"Over the years we’ve been doing a lot to learn more about the role autonomous vehicles can play in retail, and we’ve seen enough to know it’s no longer a question of if they’ll be scaled, but when," Walmart U.S. CEO John Furner wrote in a memo.
In the note, Furner called Walmart's investment "a marker" for the retailer that shows its "commitment to bringing the benefit of self-driving cars" to its customers and business. According to Furner, Walmart's investment in Cruise will help the company work towards "developing a last mile delivery ecosystem that’s fast, low-cost and scalable."

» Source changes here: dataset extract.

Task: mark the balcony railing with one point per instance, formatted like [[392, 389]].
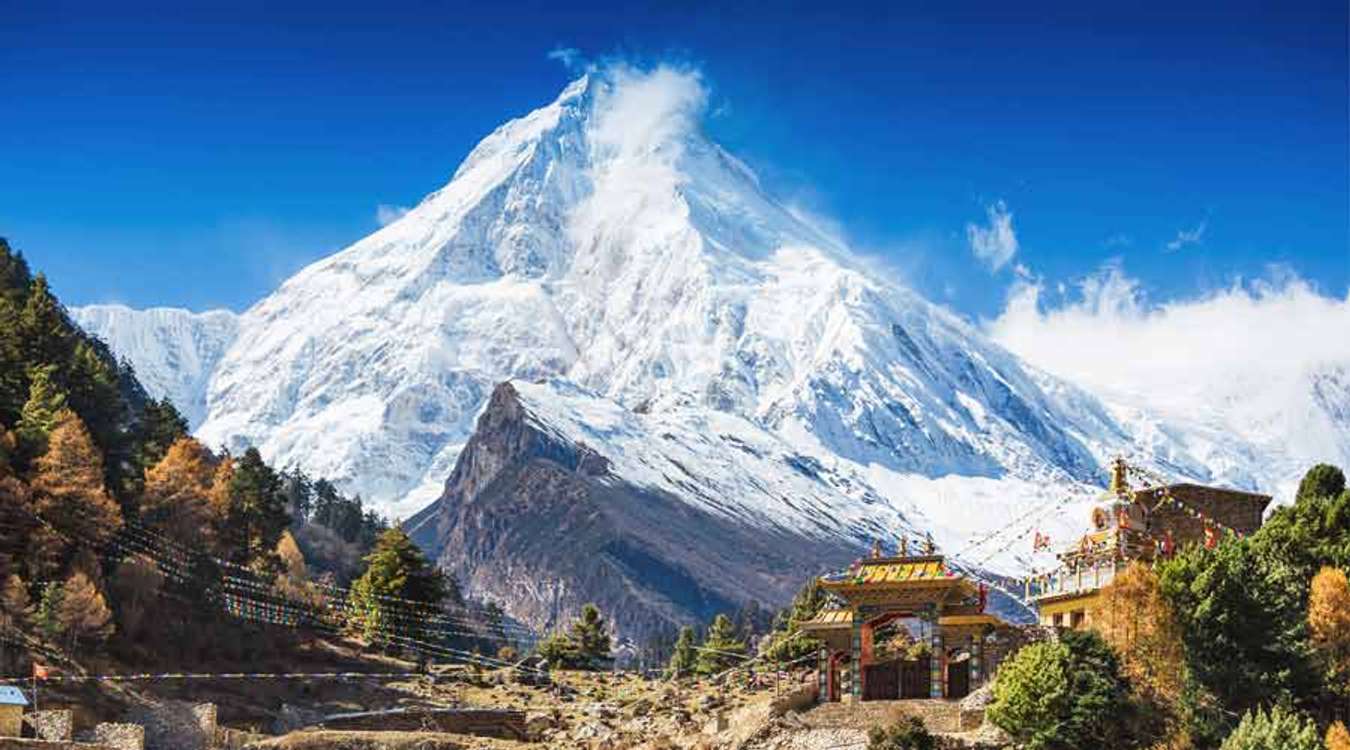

In November, Walmart began a delivery pilot with Cruise in Scottsdale, Arizona. Furner touted the company's "differentiated business model, unique technology and unmatched driverless testing."
The investment in Cruise also fits in Walmart's plans to tackle climate change. In September, Walmart shared its plans to become a zero-emission company across its global operations by 2040. Part of that plan includes electrifying and zeroing out emissions from its vehicles, including its fleet of long-haul trucks.
With Walmart and several other institutional investors, Cruise, which is a majority-owned subsidiary of General Motors (GM), raised a total of $2.75 billion in its latest round at a valuation of more than $30 billion, according to a separate press release.